Sometimes a cursory glance of the editorial pages can lead to surprising finds, like this for example a few days ago in the Times Of India. Nothing that most bloggers don't know, but this was the lead edit and the timing of it got me a bit surprised, a cursory glance of the blogging scene in India leads me to believe that some of the older bloggers have reduced the amount they blogged or stopped altogether, even a glance at Technorati data can lead one to make the impression that people are actually blogging less than before. What I find surprising about this is that India is going through a second internet boom, everybody pouring millions of dollars into new internet ventures, even though most of them seem to be social networking sites or video-hosting sites, and in some cases into gaming sites - but given the profile of games at sites like Games2Win I really wonder what sort of market people are going for - merge the demand for gaming and repressed sexuality in one unipurpose game.
I met Ajit Balakrishnan of Rediff lately and he did not agree that all these sites were money being poured down the drain - even though I cannot imagine the business model for social networking sites, especially since according to what is flooding my inbox - Facebook and hi5 are the latest cool sites, in fact the growth of the former has been rather spectacular and Google's Orkut service pretty pretty much degenerated into an online sleaze service. But Balakrishnan did make one valid point, India definately needs a lot more online content coming on stream over the next few years if the 'broadband revolution' that we have been promised for years is going to happen. I mean look at the numbers, while in absolute terms they're pretty decent, in percentage terms computer penetration isn't working that well.

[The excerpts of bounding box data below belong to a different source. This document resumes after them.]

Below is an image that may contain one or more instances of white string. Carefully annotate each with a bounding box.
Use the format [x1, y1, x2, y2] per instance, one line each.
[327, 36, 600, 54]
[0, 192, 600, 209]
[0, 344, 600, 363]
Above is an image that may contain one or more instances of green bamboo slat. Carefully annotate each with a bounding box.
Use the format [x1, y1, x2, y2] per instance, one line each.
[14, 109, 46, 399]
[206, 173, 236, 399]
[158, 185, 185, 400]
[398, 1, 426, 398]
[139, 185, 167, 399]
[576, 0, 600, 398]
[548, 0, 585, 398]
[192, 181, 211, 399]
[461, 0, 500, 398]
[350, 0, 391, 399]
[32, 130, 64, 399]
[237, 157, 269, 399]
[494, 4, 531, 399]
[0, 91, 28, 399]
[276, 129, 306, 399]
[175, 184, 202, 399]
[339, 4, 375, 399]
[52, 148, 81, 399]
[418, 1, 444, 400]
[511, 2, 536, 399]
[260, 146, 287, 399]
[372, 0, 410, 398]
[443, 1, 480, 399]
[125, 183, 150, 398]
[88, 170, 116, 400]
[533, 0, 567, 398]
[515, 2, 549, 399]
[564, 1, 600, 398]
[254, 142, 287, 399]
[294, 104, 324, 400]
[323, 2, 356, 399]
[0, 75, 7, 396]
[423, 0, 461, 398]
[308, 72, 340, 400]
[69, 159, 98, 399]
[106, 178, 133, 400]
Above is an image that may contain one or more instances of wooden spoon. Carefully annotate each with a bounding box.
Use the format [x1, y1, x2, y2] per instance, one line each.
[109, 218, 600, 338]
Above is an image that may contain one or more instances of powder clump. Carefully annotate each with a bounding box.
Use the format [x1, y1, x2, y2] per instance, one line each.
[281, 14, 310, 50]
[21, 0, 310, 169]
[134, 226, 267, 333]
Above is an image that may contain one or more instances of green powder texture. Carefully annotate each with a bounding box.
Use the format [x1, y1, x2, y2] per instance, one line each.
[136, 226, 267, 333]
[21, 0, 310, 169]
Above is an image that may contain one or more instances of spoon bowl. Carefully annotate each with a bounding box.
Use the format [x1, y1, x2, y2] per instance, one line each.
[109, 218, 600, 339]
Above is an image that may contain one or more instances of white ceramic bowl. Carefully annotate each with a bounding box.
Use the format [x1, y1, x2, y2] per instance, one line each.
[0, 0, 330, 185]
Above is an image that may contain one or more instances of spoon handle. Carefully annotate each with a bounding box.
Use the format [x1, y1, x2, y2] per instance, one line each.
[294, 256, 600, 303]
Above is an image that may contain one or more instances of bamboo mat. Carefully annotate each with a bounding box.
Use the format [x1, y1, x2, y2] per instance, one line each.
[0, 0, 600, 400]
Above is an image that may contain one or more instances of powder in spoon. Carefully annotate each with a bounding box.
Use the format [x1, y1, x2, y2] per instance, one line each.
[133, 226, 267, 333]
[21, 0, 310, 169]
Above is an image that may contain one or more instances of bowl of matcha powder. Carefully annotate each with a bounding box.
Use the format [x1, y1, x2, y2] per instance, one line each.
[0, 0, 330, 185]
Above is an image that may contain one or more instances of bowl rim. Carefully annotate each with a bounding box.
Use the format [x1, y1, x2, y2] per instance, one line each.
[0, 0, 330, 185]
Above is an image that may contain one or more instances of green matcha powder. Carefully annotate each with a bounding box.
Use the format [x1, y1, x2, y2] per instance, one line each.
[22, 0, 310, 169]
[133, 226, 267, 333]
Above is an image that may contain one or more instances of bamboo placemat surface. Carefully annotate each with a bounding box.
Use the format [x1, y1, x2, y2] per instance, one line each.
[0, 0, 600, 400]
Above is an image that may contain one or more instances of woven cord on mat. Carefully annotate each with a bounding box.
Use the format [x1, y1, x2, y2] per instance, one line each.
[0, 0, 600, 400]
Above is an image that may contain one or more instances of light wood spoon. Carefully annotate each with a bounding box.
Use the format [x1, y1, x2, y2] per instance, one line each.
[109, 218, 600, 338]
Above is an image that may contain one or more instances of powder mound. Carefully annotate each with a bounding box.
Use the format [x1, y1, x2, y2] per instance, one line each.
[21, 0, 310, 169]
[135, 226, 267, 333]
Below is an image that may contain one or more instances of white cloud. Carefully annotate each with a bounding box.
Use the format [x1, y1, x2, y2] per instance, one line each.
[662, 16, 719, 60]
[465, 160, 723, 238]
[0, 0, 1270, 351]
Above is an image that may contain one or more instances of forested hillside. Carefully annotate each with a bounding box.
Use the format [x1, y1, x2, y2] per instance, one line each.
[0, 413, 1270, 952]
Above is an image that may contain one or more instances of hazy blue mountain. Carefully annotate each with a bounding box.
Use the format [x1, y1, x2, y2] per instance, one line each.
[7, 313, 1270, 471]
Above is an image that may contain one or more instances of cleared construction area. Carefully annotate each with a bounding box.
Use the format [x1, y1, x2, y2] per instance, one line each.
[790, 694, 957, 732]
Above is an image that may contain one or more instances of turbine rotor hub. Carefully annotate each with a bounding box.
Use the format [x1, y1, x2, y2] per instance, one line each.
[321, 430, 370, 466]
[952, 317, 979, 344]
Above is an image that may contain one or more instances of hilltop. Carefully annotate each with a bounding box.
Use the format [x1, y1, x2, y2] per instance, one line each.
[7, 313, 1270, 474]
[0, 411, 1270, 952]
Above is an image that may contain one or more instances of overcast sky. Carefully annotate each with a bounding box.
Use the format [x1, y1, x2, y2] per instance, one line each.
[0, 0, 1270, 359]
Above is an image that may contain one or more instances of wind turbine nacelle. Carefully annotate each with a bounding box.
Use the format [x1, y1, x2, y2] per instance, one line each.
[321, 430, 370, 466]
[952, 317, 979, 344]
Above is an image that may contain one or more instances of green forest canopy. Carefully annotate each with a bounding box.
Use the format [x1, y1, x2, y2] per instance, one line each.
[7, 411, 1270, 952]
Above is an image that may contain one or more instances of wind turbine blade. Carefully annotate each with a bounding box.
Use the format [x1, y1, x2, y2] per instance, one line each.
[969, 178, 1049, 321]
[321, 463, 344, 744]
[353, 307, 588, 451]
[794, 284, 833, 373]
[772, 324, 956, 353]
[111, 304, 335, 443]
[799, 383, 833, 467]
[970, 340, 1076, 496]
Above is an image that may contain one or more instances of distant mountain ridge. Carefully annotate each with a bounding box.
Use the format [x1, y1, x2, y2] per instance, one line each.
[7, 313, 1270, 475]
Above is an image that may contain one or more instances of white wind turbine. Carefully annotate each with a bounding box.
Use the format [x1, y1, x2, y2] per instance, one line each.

Why? One reason, is despite the hype, low-cost computing has been quite a non-starter in the home market, because the machines are fairly poorly specified. At the end of the day, I guess we all want a computer which can do something decent. And while I might carry a N-series phone with more processing power and memory than my first Pentium machine back when I was still in school, I still want my computer to kick-ass. Don't know why, but I just do! Low-cost computers and even thin-client machines have been pretty hyped-up in India, but I don't if these machines will work too well in the home environment for two critical reasons - bandwidth -both wireline and wireless, the latter being in a state of extreme flux. And while the telcos don't give you figures, India has over 40 million handsets capable of data connectivity and prices are fairly affordable, but the number of data users out there are fairly limited.
And this is where I come back to Balakrishnan's point about the lack of content online - there is almost no really compelling online content on any Indian site. And while blogging is very often horribly inaccurate and like in this case extremely opinionated, blogging, not just in English needs to increase. Not just for the case of stimulating people to come online. But maybe also to help revive the lost art of Journalism, where newspapers institute awards to award it to their own reporters - true, no-one I know ever applied, but shouldn't awards in journalism be independent of news organisations. Heck, who knows, at this rate Rajat Sharma will institute an award for best Rakhi Sawant coverage and promptly award it to his channel (though Aaj Tak will come a close second!).
Anyway, I know there are tons of people who read this blog, the reason I added the 'Recent Blog Comments' widget was to stimulate comments, and it seems to have done the trick, but guys and gals, lets see you write a blog! Just be yourselves, don't worry about what clowns say, you can always delete comments! I do!
And just a note, if you came here from the IndiaBlogs directory, this is anything but a Political blog, I have virtually no comments on the Pratibha Patil controversy, other than to say I have a strange feeling that the woman will backfire on the Congress.